Aber bin noch nicht zum überprüfen des jetztigen Rechteverhältnisses gekommen.

Werde heute abend berichten wie es aussieht.

Danke aber so weit für den Rat, solangsam kommt doch noch was zusammen...

Gruß Mark,

der frohes Schaffen wünscht...

----------

## SuperTrax

Servus nochmal,

also die Situation ist nach wie vor gleich...
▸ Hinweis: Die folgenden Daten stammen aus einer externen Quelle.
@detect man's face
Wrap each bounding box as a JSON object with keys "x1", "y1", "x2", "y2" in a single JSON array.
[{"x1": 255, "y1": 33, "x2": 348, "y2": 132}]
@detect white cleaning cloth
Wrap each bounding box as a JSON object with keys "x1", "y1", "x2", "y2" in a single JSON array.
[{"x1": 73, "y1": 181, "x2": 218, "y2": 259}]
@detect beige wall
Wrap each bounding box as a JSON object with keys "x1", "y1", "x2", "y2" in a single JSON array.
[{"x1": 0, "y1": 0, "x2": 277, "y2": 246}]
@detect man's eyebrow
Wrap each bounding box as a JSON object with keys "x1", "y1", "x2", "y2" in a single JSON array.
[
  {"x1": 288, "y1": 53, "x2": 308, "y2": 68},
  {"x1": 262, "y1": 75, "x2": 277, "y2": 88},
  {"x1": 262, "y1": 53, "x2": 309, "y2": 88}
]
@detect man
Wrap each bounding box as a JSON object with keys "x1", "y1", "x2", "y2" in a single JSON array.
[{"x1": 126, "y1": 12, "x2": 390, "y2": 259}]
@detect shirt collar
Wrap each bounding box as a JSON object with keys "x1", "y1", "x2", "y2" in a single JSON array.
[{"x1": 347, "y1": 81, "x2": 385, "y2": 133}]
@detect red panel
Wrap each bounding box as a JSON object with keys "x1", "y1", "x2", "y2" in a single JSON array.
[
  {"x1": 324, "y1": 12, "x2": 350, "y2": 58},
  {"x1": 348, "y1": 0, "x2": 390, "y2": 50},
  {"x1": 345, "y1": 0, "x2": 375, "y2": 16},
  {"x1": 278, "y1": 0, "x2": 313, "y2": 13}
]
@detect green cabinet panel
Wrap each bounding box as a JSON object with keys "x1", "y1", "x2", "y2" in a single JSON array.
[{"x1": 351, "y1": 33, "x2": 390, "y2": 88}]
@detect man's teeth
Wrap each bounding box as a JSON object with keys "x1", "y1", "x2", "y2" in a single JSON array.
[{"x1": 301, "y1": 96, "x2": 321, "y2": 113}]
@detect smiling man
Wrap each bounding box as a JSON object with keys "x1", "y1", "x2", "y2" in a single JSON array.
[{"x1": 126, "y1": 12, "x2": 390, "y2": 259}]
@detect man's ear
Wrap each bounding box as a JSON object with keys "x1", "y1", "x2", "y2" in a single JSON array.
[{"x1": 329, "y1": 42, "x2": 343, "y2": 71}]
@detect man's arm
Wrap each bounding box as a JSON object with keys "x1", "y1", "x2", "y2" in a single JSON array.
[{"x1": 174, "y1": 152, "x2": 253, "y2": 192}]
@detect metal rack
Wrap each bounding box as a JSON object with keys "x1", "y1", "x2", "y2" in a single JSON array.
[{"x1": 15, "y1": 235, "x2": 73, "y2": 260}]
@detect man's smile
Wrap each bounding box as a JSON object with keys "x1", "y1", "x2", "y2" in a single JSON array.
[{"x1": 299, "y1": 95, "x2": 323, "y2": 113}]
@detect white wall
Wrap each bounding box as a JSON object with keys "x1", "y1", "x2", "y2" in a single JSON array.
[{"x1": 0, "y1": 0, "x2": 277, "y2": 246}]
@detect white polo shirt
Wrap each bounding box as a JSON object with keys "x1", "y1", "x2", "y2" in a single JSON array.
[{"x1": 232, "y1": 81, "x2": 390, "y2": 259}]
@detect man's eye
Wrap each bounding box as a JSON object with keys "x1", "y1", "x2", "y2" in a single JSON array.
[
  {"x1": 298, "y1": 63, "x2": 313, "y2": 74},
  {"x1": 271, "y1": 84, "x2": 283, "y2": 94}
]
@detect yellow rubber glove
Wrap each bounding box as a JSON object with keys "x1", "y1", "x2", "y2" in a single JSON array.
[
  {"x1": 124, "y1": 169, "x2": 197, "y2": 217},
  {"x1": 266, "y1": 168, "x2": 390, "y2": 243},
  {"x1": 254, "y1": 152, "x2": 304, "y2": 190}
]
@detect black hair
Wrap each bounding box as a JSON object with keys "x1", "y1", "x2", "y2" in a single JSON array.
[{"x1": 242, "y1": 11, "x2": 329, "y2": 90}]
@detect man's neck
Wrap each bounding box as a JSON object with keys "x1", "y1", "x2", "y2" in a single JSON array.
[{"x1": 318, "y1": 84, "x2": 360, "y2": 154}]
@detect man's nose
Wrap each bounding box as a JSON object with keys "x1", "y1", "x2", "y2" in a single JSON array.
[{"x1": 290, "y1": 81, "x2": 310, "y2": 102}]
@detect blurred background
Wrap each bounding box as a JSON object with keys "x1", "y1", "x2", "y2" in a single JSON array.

K3b greift aber auch überhaupt nicht auf den Brenner zu, da blinkt kein einziges mal das Lesen/Schreiben

Lichtchen...

----------

## flammenflitzer

Hast Du k3b schon mal in der konsole gestartet und die Ausgaben angesehen?

----------

## schachti

Schon mal meinen Tipp (siehe oben) probiert und es direkt mit cdrecord probiert?

----------

## SuperTrax

Hallo zusammen,

@flammenflitzer:

k3b in der Konsole bringt keine Meldungen über den Brennvorgang an sich. Es ist also kein

Fehler von k3b direkt, sondern von cdrecord.

@schachti:

cdrecord habe ich ja bereits getestet, er bringt bei der scanbus option einen Fehler.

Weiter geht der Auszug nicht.